Transient power-law behaviour following induction distinguishes between competing models of stochastic gene expression
Andrew G Nicoll, Juraj Szavits-Nossan, Martin R Evans, Ramon Grima
What features of transcription can be learnt by fitting mathematical models of gene expression to mRNA count data? Given a suite of models, fitting to data selects an optimal one, thus identifying a probable transcriptional mechanism. Whilst attractive, the utility of this methodology remains unclear. Here, we sample steady-state, single-cell mRNA count distributions from parameters in the physiological range, and show they cannot be used to confidently estimate the number of inactive gene states, i.e. the number of rate-limiting steps in transcriptional initiation.
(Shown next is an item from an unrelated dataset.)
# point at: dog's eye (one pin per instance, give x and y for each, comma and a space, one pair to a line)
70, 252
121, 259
Distributions from over 99% of the parameter space generated using models with 2, 3, or 4 inactive states can be well fit by one with a single inactive state. However, we show that if the mRNA lifetime is hours long, then for many minutes following induction, the increase in the mean mRNA count obeys a power law whose exponent equals the sum of the number of states visited from the initial inactive state to the active state and the number of rate-limiting post-transcriptional processing steps. Our study shows that non-linear regression estimation of the exponent from eukaryotic data is sufficient to estimate the total number of regulatory steps in transcription initiation, splicing, and nuclear export.